The German men’s national team won the 2014 FIFA World Cup in Brazil in a thrilling 1-0 victory against Argentina. Mario Gotze scored the game-winning goal against Argentina in overtime. (It’s unclear if Gotze will make Germany’s team for the World Cup this year, according to ESPN.)

The German win also meant defeat for Lionel Messi, who is widely known as one of the best soccer players in the world. Despite winning the tournament’s best player award in 2014, Messi grieved over Argentina’s loss. “Right now, nothing can console me — not the award of anything else,” he said after the game, according to FIFA. “Our only goal was to take home the World Cup and enjoy our victory with everyone in Argentina.”

In 2018, Messi is hoping for a chance at revenge. “We feel that it’s now or never,” he said recently, according to Sports Illustrated. He acknowledged, however, that Argentina was not a favorite to win this year. “There are much better teams like Spain, Germany, Brazil and France,” he said.

Where will the 2022 World Cup be held?

The 2022 World Cup will be held in Qatar, marking the first time the international event will be held in the Middle East. Organizers have already begun construction on stadiums to prepare for the event.

Meanwhile, FIFA is considering raising the number of teams that can compete in the World Cup to 48 by the event in 2022. That would add 16 teams to those competing, 16 more games and four extra days to the month-long event.

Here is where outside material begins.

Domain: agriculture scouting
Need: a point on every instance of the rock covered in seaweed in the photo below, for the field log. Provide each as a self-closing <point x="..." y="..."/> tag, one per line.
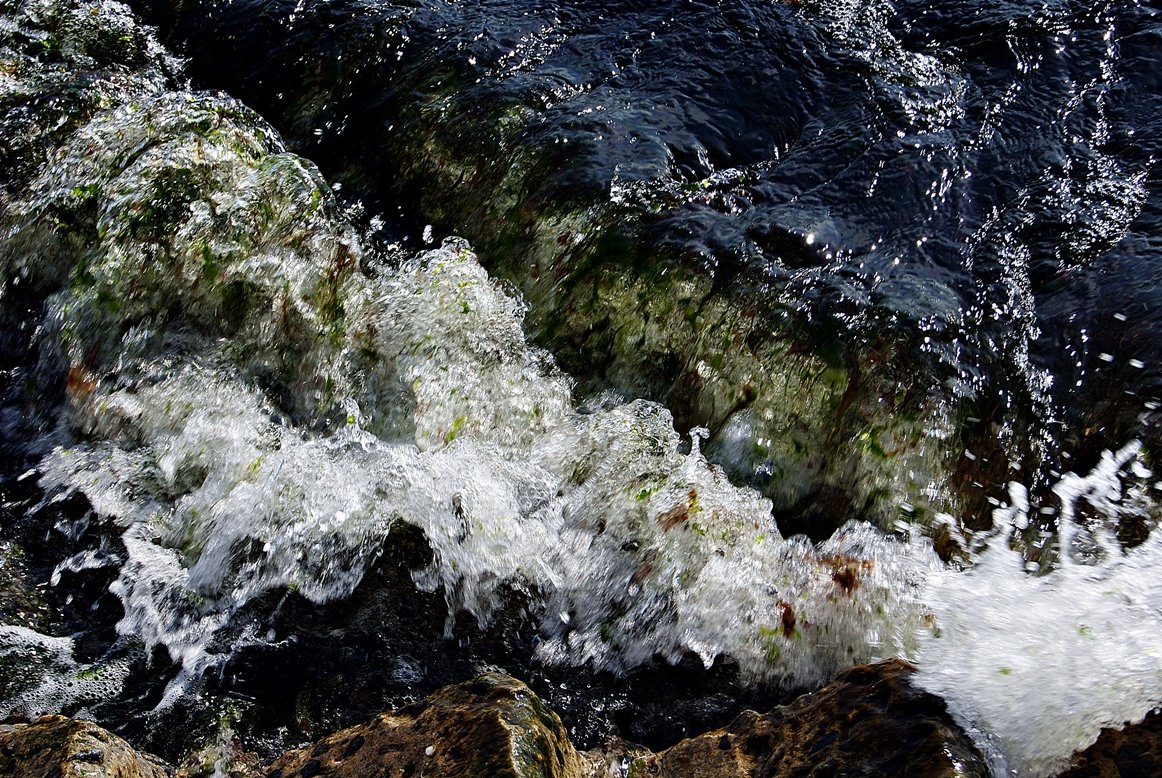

The head of the European Leagues has voiced opposition to the plan, since it would extend the event and make the mid-season break even longer, according to NBC Sports.

Where will the 2026 World Cup be held?

The U.S., Canada and Mexico won a joint bid to host the 2026 World Cup after FIFA’s elected board members voted in June for the North America option over Morocco’s bid, which was viewed as a riskier option. In the North America bid, the U.S. proposed hosted 60 of the 80 games, which would leave Mexico and Canada each 10 games to host.

Correction: The original version of this story misstated the teams to watch during the 2018 World Cup. Italy did not qualify for this year’s World Cup and is therefore not a team to watch.